Chez Marx, l'accomplissement du renversement passe par le progrès rationnel instillé par l'homme du sensible. Chez Nietzsche, l'accomplissement passe par le surhomme, peut-être même, plus que par le surhomme, par le processus de surhumain; ce qui n'est pas une différence résiduelle ou secondaire (superficielle), mais la reconnaissance que c'est au coeur de la faculté suprême de l'homme, le désir, que s'accomplit la mutation ontologique qui chez Nietzsche prend une forme oxymorique intenable - menant droit à la folie. Nietzsche appelle à un renversement de toutes les valeurs ou à une transvaluation de toutes les valeurs. Mais cet effort se déploie dans un univers immobile, fixe, fini, statique et clos. Nietzsche radicalise l'approche philosophique d'Aristote et raille d'ailleurs la métaphysique. On peut même considérer que Nietzsche tente de radicaliser l'effort de Spinoza, qui lui-même radicalisait le nihilisme par l'immanentisme.
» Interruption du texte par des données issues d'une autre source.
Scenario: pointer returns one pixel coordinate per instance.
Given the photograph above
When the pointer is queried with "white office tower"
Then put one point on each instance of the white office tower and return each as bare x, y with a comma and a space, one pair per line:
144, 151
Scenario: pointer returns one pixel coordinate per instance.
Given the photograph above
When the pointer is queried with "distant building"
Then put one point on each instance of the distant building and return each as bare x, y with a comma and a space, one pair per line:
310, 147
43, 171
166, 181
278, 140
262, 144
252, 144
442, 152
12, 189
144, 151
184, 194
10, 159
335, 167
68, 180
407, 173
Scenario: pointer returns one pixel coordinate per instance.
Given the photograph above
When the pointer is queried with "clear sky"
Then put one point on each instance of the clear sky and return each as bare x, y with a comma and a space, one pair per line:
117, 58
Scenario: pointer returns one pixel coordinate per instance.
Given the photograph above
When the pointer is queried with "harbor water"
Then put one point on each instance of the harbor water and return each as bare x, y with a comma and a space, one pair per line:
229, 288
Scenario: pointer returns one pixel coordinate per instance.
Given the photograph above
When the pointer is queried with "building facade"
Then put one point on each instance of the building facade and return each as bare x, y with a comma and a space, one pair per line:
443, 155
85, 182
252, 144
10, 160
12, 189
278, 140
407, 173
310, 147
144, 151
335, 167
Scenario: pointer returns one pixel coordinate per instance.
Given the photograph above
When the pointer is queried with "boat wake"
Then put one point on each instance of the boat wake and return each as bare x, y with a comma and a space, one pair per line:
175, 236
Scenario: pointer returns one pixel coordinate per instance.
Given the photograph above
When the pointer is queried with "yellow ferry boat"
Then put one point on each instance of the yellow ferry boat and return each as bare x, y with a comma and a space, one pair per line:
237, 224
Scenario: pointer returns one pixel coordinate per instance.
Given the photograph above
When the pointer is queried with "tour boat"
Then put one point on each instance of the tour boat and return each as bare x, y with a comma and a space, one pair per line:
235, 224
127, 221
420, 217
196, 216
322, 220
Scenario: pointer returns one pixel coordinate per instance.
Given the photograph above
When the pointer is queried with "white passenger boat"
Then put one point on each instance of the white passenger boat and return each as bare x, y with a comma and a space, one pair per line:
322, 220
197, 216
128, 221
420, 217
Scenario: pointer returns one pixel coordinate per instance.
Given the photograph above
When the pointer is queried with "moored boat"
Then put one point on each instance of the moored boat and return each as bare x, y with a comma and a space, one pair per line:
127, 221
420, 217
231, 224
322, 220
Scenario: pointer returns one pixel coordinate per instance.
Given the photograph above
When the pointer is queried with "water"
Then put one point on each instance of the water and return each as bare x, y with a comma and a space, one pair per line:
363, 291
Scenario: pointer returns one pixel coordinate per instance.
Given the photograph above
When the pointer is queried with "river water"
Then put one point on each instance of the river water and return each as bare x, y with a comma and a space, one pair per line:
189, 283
Outre que la démarche de Nietzsche n'est pas très claire, du moins dans ses propositions d'alternative positive, en outre elle a pour notable particularité de proposer l'inverse. L'envers dans la cadre fixiste revient à proposer le même, alors que l'envers dans le cadre infini revient à proposer la création. Cette différence notable semble n'avoir pas été relevée par Nietzsche qui croit dur comme fer qu'il propose quelque chose de nouveau en renversant les valeurs morales et philosophiques couramment admises. Outre que Nietzsche ne se rend pas compte qu'il ne fera pas du nouveau en revenant à de l'ancien (mélangeant sans doute faire du nouveau à partir de l'ancien et faire du nouveau en reprenant de l'ancien), Nietzsche le grand naïf postromantique, sorte d'adolescent attardé et vindicatif dans son élitisme de brillant étudiant,  semble ne pas s'apercevoir que son renversement l'amène à proposer la même chose que ce qu'il réfute sous prétexte de réfuter le même. L'abolition chez Nietzsche du principe de non-contradiction le mène tout droit à l'aval du principe de contradiction.
Le mal moral que Nietzsche loue avec aveuglement (car que connaît-il du mal concret?) reviendrait à proposer l'identité sous couvert d'inversion avec le bien combattu et considère comme hypocrite. Il y a là incompréhension de Nietzsche envers la morale : Nietzsche ne comprend pas ce qu'est le bien (l'héritage platonicien en philosophie, le bien religieux exprimé notamment par le christianisme) et il ne comprend pas la structure du réel qu'il cautionne.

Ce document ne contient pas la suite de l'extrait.